According to Del Giudice, the target lesion is treated with balloon angioplasty only. The ultrasound catheter is then introduced in the treatment area and the vessel wall is exposed to ultrasound energy for 60 seconds. A flow protection balloon catheter is positioned distally to the treatment area, inflated, and a mixture of paclitaxel and contrast medium (1.0µg/mm2) is delivered to the treated lesion for at least 60 seconds. Finally, the mixture of paclitaxel and contrast is aspirated from the body.

 

The study employing the system was conducted at the University Hospital Tor Vergata. The primary endpoint (safety) was freedom from major adverse cardiac events at 30 days (including death, amputations, bypass surgery, myocardial infarction), and the secondary endpoint was procedural success (angiographic restenosis at six months and target lesion revascularisation at six and 12 months).

The study enrolled 21 patients aged 74.2±7.5 years, and 80% were men. At six months, Del Giudice said that the restenosis rate was 5%, and there were no reinterventions, amputations or deaths. He added that there was one reintervention at 12 months and the patient died of bowel ischaemia.

“The technology is suitable for superficial femoral and popliteal arteries, with the advantage of not having an implant. It is simple to perform, with easy-to-use hardware and catheter, and is quick and safe. It is also efficient and cost-effective,” he said.

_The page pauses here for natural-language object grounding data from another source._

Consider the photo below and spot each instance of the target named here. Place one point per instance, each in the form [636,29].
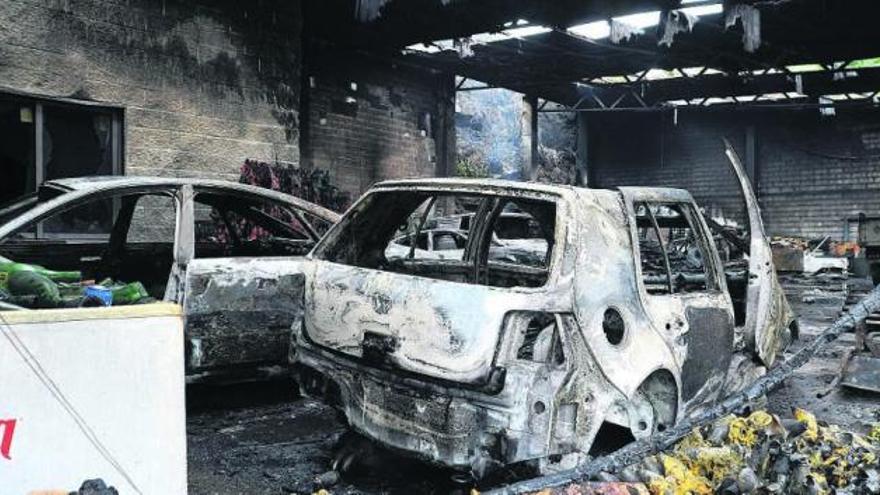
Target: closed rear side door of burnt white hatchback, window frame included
[683,291]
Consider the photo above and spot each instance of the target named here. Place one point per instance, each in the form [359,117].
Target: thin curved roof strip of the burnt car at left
[104,182]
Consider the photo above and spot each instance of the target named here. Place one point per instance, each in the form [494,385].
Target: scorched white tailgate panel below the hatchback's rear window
[437,328]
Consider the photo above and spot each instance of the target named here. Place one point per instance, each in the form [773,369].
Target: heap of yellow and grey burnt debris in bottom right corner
[765,454]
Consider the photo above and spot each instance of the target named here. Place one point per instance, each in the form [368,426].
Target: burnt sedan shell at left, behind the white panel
[228,253]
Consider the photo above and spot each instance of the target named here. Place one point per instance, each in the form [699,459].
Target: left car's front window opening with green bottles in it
[112,250]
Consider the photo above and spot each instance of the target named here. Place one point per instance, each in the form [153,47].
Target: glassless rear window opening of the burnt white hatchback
[471,238]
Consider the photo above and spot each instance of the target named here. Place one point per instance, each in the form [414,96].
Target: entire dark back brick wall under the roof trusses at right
[811,171]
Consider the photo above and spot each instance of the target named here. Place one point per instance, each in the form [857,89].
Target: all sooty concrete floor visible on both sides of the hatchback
[262,439]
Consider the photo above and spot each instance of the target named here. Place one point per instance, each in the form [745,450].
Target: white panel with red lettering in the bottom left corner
[123,373]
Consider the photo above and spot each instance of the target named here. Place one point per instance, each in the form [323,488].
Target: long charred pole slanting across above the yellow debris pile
[635,452]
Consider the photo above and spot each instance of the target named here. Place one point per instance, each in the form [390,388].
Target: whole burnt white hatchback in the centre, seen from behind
[626,324]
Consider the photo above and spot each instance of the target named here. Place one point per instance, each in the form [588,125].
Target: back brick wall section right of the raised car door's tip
[814,172]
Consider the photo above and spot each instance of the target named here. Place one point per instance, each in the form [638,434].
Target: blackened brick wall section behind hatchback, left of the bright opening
[369,120]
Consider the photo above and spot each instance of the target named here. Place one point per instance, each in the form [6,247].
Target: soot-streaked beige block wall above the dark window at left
[204,85]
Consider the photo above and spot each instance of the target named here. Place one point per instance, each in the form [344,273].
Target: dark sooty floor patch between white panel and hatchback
[262,439]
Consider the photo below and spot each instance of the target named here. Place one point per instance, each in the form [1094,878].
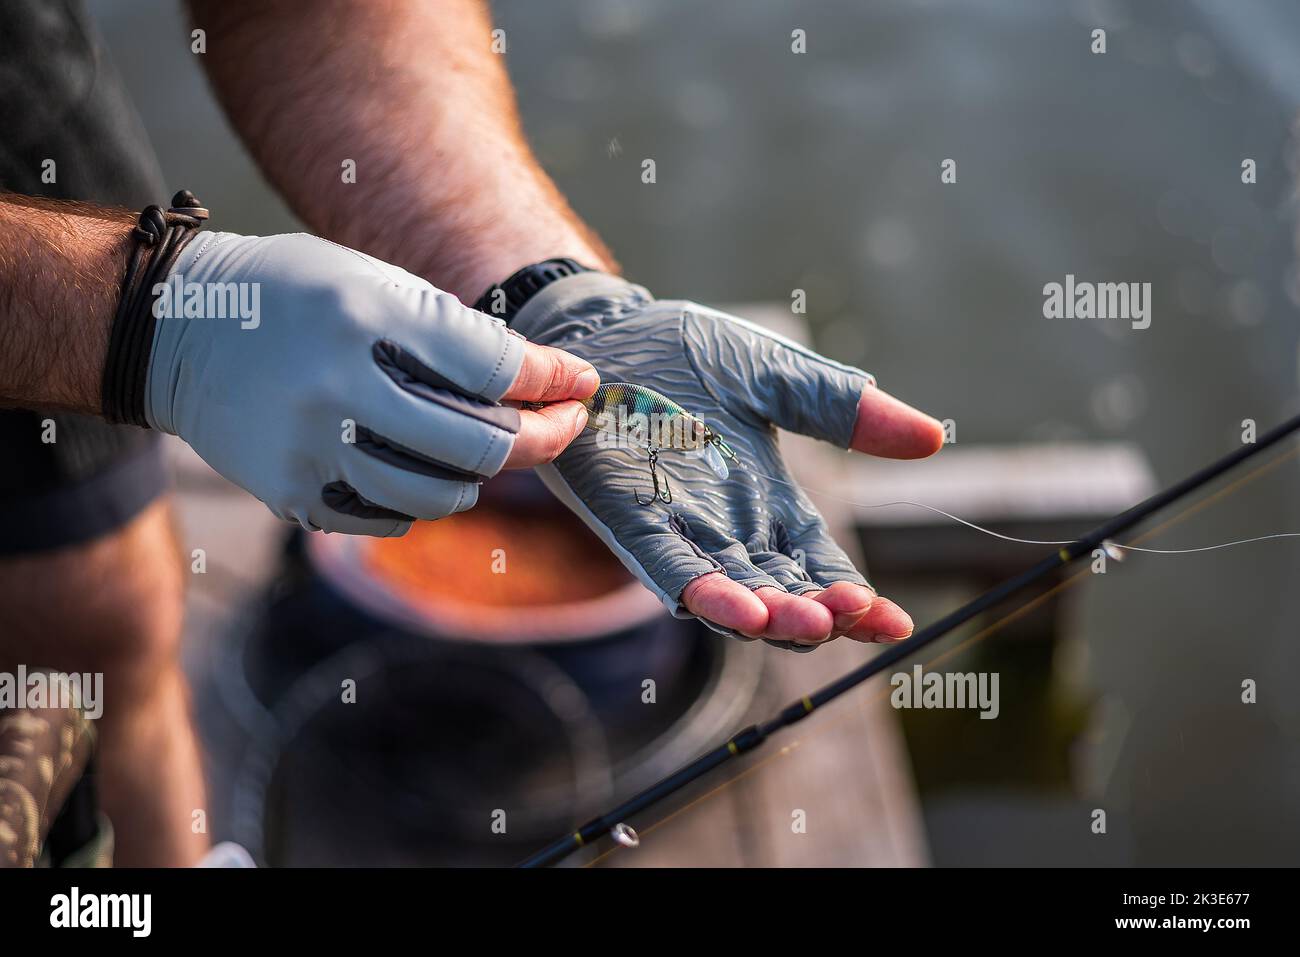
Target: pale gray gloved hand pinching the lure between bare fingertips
[356,397]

He concluded by saying that the human feasibility study indicates that ultrasound-enhanced arterial paclitaxel delivery inhibits smooth muscle proliferation after balloon angioplasty, fits well with standard peripheral interventional techniques and represents a non-implant solution with homogenous drug delivery to the vessel wall. He added that “encouraging results in challenging cases demonstrate a great potential for this technology for critical limb ischaemia patients. A larger clinical study is required to validate this promising new approach”.